PhD Thesis Defence: Renee Goretsky

Date and Time


Via Videoconference


Renee Goretsky a Doctoral student in Rural Studies in the School of Environmental Design and Rural Development will defend her thesis on "Indigenizing Water Governance For Social Justice Development of Mississaugas of the Credit First Nation Water Framework to Indigenize Water Governance within Treaty Lands and Territory".

Examination Committee:
Dr. Sheri Longboat (SEDRD), Advisor
Dr. Kim Anderson (FRAN), Advisory Committee Member
Dr. Nicolas Brunet (SEDRD), Internal Examiner Member
Dr. Alex Latta  (Wilfrid Laurier University), External Examiner
Dr. Karen Landman, SEDRD, Examination Chair 

Advisory Committee:
Dr. Sheri Longboat (SEDRD), Advisor
Dr. Kim Anderson (FRAN), Advisory Committee Member
Dr. John Fitzgibbon (SEDRD), Advisory Committee Member

Thesis Abstract:
This research asked ‘how can water governance systems be Indigenized to achieve social justice for Indigenous peoples in Canada?’ in response to Canadian water governance injustices for Indigenous peoples. It applied this question to the Mississauga of the Credit First Nation’s (MCFN) need for developing a water framework to Indigenize water governance within its treaty lands and territory, as a partial resolution to its 2016 Water Claim (Aboriginal Title Claim to Waters within the Traditional Lands of the Mississaugas of the New Credit).
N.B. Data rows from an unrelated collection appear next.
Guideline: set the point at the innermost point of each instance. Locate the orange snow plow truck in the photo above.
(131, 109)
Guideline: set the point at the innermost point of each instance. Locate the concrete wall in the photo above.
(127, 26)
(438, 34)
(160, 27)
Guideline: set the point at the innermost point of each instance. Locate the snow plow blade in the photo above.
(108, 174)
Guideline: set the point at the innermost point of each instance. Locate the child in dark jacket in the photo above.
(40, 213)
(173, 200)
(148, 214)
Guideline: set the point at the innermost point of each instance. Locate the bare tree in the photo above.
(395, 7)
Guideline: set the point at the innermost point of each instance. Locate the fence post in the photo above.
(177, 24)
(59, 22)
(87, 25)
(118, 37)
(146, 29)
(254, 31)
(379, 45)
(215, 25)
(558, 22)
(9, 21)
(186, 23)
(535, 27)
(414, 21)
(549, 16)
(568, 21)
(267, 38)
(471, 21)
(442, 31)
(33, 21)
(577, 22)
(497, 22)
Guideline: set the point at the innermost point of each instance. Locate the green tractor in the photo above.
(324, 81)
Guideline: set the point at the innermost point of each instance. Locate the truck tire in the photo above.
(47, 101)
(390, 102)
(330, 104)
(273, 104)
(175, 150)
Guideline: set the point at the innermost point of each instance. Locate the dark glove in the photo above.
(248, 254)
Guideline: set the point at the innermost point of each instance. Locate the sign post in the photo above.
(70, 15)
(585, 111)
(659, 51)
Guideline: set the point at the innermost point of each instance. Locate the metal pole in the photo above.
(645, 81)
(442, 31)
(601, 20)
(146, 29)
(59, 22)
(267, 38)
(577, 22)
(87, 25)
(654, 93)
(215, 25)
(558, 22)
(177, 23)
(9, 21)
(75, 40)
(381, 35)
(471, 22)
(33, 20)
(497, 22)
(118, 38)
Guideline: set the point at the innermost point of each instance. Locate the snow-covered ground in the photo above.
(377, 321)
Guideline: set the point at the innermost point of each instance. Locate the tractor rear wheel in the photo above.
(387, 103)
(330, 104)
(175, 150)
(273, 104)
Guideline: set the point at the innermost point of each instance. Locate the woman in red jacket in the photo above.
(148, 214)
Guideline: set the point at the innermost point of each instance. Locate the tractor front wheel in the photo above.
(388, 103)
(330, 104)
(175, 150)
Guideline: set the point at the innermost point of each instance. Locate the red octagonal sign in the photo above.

Through an emergent MCFN context-specific research methodology adapted from Kovach’s Indigenous research framework, this research explored MCFN’s water values and how they related to MCFN’s Water Claim to develop a water framework; and it aimed to decolonize constructs of social justice and western water governance.

Using qualitative community-based participatory research methods, the key findings, underpinned by a literature-based conceptual framework, were: 1)  MCFN’s water values were multi-faceted and interdependent within plural and intersecting Indigenous identities shaped by historical and contemporary colonial influences and Indigenous resistances; 2) The meanings of MCFN’s Water Claim, correlating to their water values, were:  Healing Ourselves by reconnecting with our Anishinaabe culture; Protecting the water: having a say; and Sustaining Ourselves by reclaiming our inherent, Aboriginal title and treaty rights; 3) MCFN’s multi-dimensional Water Framework, based on the Water Claim meanings, centralized Water is Life and embraced principles, objectives and suggested actions for MCFN’s implementation; 4) MCFN’s Water Framework for social justice as reconciliation related to MCFN’s agency in reclaiming and reconstituting its rights, culture and voice within respectful relationships and social transformations rather than Fraser’s model of economic (re)distribution, political representation and cultural recognition; and 5) MCFN’s Water Framework reconceptualized the resource-based Canadian water governance system to values of interconnectedness, respect, and responsibilities. This was how MCFN saw itself Indigenizing water governance within its treaty lands and territory; and contributing to the larger water governance Indigenizing movements.

The research was significant because it directly addressed a community need, expanded on Indigenous research methodologies, and decolonized western constructs to shift the power hierarchy between the colonizer and Indigenous peoples towards respectful relationships.